Tuesday, May 18, 2021

About Gaza

What was once called the Gaza Strip and is now called Gaza is a small, densely populated Arab de facto nation. It is governed by an organization called Hamas which appears to have sufficiently wide support among the inhabitants.

Articles like this one argue that Hamas are terrorists, which is to say non-state actors. That is false, properly understood Gaza is a nation which is at war with its neighbor Israel, and has been at war with Israel the whole time Hamas has been in power.

Much poorer and more corrupt than Israel, Hamas-run Gaza has no chance of defeating Israel in open warfare. So it periodically attacks Israel when it has, with Iran’s help, amassed sufficient rockets and other arms to do some damage. Israel responds with similar tactics and greater damage. 

Israel could defeat Hamas-run Gaza if it chose, but would then have to run the place and become responsible for it. This Israel wisely chooses not to do, understanding Gaza to be like Uncle Remus’ “tar-baby” (no racial connotation implied or intended). 

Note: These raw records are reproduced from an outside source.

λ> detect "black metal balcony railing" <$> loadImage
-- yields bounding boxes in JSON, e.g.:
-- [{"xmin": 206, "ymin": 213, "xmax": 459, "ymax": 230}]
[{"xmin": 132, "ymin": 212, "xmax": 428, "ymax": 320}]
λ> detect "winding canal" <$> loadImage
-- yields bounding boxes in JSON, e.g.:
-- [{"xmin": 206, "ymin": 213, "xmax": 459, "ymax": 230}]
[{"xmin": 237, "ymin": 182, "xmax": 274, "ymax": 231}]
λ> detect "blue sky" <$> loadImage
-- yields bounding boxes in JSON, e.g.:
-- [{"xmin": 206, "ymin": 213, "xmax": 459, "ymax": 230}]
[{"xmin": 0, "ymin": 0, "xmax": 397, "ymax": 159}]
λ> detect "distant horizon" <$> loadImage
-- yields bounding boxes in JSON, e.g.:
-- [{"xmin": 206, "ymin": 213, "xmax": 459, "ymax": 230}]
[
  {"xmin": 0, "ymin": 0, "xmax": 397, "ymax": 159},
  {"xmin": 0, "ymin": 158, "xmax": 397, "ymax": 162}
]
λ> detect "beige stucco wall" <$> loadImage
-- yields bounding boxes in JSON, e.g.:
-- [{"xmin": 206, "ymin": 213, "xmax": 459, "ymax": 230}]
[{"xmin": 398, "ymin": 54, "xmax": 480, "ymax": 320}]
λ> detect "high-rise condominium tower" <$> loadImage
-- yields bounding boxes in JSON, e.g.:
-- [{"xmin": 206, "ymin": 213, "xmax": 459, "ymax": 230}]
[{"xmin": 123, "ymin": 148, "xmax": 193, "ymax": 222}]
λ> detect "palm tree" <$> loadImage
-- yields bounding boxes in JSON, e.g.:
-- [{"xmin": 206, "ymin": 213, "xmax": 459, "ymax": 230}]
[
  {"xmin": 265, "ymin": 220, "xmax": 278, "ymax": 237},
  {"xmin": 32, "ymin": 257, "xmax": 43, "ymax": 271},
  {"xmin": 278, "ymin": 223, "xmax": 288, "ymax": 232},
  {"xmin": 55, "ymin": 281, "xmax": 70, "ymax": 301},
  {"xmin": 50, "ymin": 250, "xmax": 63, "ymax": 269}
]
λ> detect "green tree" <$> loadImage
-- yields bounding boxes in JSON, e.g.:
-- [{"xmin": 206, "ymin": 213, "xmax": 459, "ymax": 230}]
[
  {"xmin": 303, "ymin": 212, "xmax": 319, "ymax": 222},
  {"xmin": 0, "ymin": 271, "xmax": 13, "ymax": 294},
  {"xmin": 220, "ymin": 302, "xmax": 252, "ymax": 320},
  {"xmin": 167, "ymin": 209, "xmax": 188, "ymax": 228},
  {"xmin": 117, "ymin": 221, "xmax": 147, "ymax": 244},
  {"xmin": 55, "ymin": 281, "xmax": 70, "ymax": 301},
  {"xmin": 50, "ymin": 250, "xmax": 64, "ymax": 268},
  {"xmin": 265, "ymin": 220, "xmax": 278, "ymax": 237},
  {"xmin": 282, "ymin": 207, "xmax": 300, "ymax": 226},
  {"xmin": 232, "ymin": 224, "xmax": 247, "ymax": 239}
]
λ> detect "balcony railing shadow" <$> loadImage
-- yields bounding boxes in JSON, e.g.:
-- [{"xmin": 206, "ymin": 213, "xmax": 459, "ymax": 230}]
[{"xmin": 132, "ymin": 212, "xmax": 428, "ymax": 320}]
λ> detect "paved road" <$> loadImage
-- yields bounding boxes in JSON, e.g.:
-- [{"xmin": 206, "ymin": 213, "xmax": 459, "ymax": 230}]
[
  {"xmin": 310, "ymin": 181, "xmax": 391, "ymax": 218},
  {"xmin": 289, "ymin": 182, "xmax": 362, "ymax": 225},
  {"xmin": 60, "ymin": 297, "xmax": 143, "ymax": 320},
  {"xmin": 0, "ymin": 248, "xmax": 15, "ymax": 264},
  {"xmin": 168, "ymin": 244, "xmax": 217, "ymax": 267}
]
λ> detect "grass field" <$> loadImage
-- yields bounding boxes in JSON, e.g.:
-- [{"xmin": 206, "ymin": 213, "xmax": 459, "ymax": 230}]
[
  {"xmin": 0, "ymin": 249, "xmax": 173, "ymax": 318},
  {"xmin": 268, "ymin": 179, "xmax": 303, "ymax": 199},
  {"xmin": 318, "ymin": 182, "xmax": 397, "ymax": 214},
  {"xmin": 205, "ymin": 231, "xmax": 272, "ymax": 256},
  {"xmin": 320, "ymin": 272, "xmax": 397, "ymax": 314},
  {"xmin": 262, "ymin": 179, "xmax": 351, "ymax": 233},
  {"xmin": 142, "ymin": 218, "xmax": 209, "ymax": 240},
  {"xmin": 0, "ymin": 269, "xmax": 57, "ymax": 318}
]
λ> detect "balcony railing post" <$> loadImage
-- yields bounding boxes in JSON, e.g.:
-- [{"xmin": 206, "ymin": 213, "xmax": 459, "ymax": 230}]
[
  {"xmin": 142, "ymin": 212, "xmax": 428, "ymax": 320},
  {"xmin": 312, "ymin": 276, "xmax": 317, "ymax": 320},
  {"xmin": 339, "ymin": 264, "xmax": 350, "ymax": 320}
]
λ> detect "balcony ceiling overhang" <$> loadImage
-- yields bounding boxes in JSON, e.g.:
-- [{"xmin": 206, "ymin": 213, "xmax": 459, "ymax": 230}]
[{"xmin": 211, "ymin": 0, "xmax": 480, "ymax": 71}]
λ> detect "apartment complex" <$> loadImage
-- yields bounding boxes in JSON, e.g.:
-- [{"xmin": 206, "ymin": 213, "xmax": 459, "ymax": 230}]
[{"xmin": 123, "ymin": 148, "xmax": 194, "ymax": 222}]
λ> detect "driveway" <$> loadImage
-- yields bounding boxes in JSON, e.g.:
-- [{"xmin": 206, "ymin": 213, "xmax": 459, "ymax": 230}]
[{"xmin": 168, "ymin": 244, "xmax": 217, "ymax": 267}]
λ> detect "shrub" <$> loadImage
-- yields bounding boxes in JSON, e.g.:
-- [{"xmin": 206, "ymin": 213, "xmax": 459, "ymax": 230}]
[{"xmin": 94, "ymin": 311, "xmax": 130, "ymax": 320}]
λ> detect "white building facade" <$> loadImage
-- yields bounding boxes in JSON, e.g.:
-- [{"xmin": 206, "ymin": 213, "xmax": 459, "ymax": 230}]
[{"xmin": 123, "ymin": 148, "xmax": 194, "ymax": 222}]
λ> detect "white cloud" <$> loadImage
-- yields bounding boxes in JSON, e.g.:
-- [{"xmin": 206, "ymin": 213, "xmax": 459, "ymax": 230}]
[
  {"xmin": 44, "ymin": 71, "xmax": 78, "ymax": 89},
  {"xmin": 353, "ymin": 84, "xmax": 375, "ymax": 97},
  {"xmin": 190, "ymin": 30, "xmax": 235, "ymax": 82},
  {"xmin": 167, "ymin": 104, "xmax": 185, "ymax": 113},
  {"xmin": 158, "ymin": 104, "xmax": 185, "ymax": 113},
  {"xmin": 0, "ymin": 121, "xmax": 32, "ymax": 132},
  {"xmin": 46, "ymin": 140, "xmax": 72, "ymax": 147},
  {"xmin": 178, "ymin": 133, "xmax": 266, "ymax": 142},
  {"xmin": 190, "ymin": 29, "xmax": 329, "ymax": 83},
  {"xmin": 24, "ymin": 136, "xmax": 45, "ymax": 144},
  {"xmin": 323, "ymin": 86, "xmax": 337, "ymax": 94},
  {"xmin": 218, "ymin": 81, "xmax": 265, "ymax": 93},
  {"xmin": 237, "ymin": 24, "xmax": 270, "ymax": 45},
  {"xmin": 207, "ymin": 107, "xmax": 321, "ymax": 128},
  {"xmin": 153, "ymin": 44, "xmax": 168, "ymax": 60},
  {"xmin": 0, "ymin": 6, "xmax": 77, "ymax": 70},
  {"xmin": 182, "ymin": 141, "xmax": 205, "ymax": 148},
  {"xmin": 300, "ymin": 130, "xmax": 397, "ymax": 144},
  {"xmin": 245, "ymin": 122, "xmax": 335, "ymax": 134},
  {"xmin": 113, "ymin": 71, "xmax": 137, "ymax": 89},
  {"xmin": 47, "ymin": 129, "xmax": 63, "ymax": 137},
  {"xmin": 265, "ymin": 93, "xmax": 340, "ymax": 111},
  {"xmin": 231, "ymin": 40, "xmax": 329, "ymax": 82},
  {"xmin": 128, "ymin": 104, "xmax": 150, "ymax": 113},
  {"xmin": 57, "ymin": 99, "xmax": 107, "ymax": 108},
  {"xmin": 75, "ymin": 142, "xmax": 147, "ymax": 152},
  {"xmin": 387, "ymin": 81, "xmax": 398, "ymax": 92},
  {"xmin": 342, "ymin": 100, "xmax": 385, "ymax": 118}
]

After getting beat up once again, Gaza subsides into “frozen war” and licks its wounds, while trying to curry underdog favor with other nations. And the cycle repeats, and will continue to do so until the people of Gaza tire of it, if they ever do.

——o—0—o——

The situation between Israel and Gaza has elements in common with the U.K. and German-occupied Europe before the U.S. entered World War II. Suppose the Japanese had not attacked U.S. owned Pacific islands. With strong isolationist sentiments in the U.S. keeping us neutral, a similar stalemate might have developed across the Channel. 

The analogy is far from exact, but prior to U.S. entry in the war the U.K. was like Gaza, with the U.S. filling the indirect support role Iran plays. German-occupied Europe played the stronger Israel. 

Had the situation gone on longer, I imagine German Europe wanting to get on with life and with subduing Russia, so the Luftwaffe blitzes the U.K. only when the RAF sends planes or commandos to pester them, with pauses in between while the U.K. repairs the damage. Who knows how long that stalemate might have lasted? Perhaps the post-war fate of Taiwan is a model to consider, except they and the PRC don’t do much shooting at each other.